The annual grape harvest is set to begin in the Douro River Valley in September. With hot, dry conditions this summer, growers predict an early harvest, but have expectations for a strong crop of grapes this year.
Flowing across northern Portugal towards the ocean at Porto, the wine valleys of the Douro have been listed as a UNESCO World Heritage site. In villages like Entre-os-Rios, Regua and Pinhão, wine producing is the centre of life. For centuries, the region has been famous for producing amazing port wines. Each year, tourists pour into the country to enjoy the annual harvest of the valley’s grapes.
Wine-making experts are hopeful for this year’s crop.

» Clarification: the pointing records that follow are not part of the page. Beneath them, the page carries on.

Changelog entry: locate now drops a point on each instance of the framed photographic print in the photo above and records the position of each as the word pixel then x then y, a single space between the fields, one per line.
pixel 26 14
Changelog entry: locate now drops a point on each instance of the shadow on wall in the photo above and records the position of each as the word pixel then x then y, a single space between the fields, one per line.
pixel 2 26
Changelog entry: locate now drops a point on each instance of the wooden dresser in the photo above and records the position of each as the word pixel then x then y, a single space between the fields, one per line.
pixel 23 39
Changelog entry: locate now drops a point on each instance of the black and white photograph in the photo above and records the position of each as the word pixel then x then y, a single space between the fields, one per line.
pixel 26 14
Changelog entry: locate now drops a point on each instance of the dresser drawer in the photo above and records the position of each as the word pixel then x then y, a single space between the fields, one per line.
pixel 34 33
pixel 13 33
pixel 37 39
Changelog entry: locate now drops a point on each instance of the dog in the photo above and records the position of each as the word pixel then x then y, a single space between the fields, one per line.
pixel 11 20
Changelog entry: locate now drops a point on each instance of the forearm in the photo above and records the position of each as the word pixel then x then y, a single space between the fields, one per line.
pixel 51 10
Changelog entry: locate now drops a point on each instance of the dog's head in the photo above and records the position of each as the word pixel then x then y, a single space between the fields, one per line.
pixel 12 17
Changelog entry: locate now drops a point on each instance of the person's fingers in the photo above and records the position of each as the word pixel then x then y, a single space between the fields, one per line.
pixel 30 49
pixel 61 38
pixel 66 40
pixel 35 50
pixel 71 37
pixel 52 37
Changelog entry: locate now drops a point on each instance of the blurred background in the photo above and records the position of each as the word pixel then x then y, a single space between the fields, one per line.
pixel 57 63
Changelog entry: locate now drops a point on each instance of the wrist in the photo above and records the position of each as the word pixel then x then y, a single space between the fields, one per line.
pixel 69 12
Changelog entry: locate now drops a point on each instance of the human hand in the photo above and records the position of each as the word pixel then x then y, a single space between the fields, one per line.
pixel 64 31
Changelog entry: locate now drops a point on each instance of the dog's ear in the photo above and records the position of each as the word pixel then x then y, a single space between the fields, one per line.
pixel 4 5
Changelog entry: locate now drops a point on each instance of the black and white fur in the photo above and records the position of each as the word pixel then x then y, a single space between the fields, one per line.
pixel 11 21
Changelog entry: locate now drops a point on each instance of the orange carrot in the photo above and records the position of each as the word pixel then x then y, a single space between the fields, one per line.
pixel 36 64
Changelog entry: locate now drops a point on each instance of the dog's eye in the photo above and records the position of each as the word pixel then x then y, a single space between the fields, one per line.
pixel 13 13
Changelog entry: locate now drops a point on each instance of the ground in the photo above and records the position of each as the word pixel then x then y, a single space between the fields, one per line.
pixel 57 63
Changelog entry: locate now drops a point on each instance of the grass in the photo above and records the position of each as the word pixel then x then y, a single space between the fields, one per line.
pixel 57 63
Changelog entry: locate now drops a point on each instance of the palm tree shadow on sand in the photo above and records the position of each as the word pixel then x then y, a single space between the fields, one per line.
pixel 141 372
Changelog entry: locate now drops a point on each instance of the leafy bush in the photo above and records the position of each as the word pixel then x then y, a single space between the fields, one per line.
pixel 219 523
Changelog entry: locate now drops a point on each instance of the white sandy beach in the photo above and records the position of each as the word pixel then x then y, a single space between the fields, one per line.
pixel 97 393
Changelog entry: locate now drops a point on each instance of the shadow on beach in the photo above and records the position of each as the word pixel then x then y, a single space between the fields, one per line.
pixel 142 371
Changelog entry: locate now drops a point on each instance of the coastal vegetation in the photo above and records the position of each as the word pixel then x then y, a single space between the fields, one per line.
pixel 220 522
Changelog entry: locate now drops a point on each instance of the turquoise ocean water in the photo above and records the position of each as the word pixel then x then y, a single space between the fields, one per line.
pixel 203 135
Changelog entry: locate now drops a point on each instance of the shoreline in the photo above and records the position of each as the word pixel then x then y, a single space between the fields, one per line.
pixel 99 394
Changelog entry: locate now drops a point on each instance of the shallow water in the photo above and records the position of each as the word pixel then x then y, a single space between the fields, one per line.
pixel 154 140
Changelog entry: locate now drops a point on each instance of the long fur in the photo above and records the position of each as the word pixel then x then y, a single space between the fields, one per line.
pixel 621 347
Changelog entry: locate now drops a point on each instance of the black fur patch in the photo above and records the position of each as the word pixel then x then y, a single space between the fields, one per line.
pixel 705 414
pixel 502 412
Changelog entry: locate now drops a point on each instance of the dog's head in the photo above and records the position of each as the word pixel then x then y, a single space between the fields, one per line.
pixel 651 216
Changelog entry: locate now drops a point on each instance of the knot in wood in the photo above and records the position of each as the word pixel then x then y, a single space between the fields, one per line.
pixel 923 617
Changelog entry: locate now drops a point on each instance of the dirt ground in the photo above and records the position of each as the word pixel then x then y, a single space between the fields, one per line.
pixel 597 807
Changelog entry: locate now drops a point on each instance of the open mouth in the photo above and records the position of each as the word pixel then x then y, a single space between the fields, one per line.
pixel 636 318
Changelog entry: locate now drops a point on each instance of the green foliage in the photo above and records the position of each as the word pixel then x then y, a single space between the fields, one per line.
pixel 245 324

“Conditions are similar to 2011. Both years experienced warm dry springs and summers,” said David Guimaraens, head winemaker for the Fladgate partnership, to a popular wine publication.
“The ground water reserves this year are fine so we are hoping for a very good harvest, although it will be starting earlier than usual. We expect to receive the first grapes at the Quinta da Nogueira winery during the last week of August.”
Many of the local wine producers have previously said that 2011 was one of the most powerful and concentrated Port vintages seen in over 20 years of Douro Valley growing.
For travellers during the harvest, there is the popular visage of visitors rolling up their trousers to take part in the traditional stomping of the grapes in their barefeet. All stamping is usually followed by a warm afternoon of tasting the world’s finest ports.
Wine has been produced in the Alto Douro region for some 2,000 years. This long tradition of wine producing has helped shape the cultural landscape in the region. It permeates life in this part of Portugal. It is a wonderful destination for those seeking relaxation amidst luxury aboard a river cruise ship on the Douro.